Si vous ne savez jamais quoi publier, ce n’est pas un manque d’idées, c’est que vous ne reconnaissez pas votre travail quotidien comme du contenu. Les questions auxquelles vous répondez, les erreurs que vous corrigez, les décisions que vous expliquez à vos clients toute la semaine sont exactement ce qu’il faut publier. Vous les écartez parce qu’elles vous paraissent évidentes. Le modèle des 4 Tempéraments Entrepreneuriaux montre que le réservoir naturel de contenu diffère selon vous. Le Fédérateur a de la matière dans ses échanges, le Leader dans ses résultats et ses méthodes, le Perfectionniste dans son expertise pointue, le Diplomate dans les questions récurrentes de ses clients. Vous ne manquez pas d’idées, vous ne reconnaissez pas comme du contenu ce que vous faites déjà tous les jours.
Vous cherchez l’idée géniale au lieu de l’utile
Vous attendez le sujet original, la publication qui va marquer les esprits. Cette barre placée trop haut vous paralyse. Vos clients, eux, ne cherchent pas du génie, ils cherchent des réponses à ce qui les préoccupe. Un post utile qui répond clairement à une question banale vaut mieux qu’une idée brillante jamais publiée.
Baissez l’exigence sur l’originalité, montez-la sur la clarté. La régularité et l’utilité construisent une audience bien plus sûrement que le coup d’éclat occasionnel.
Vos meilleurs sujets sont déjà dans vos échanges clients
Vous n’avez pas à inventer. Les questions qu’on vous pose en rendez-vous, les objections qui reviennent, les erreurs que vous corrigez chez vos clients, les situations avant et après votre intervention: tout cela est de la matière prête à l’emploi, et directement pertinente pour votre audience.
Gardez une note ouverte où vous jetez chaque question réelle entendue dans la semaine. Vous ne manquerez plus jamais de sujets, et ils parleront à de vrais clients, pas à un public théorique.

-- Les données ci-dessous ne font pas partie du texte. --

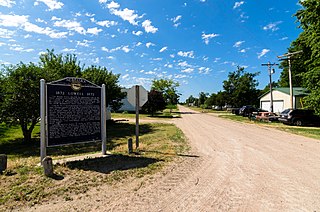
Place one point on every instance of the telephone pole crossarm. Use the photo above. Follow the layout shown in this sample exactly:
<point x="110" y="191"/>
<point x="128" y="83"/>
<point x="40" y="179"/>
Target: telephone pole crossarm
<point x="270" y="79"/>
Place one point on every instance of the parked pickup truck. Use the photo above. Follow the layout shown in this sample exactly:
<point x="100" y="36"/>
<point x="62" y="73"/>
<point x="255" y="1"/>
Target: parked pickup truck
<point x="267" y="116"/>
<point x="299" y="117"/>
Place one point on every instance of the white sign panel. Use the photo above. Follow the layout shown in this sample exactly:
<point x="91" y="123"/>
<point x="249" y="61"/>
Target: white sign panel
<point x="143" y="95"/>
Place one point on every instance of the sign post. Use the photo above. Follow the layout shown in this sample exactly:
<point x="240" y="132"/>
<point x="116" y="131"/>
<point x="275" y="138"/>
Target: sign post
<point x="72" y="110"/>
<point x="138" y="96"/>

Sans thèmes, chaque publication repart de zéro
Repartir de la page blanche à chaque fois épuise la volonté. Choisissez trois ou quatre thèmes récurrents qui couvrent ce que vous voulez qu’on retienne de vous, et faites tourner vos publications dessus. La question « quoi publier » devient « lequel de mes thèmes aujourd’hui », beaucoup plus facile à trancher.
Créez quelques formats récurrents
Un format, c’est un moule qui supprime la décision. Un conseil du lundi, une erreur fréquente et sa correction, un cas client, une question reçue et sa réponse. Une fois le format défini, il ne reste qu’à le remplir, ce qui prend quelques minutes au lieu d’une heure de doute.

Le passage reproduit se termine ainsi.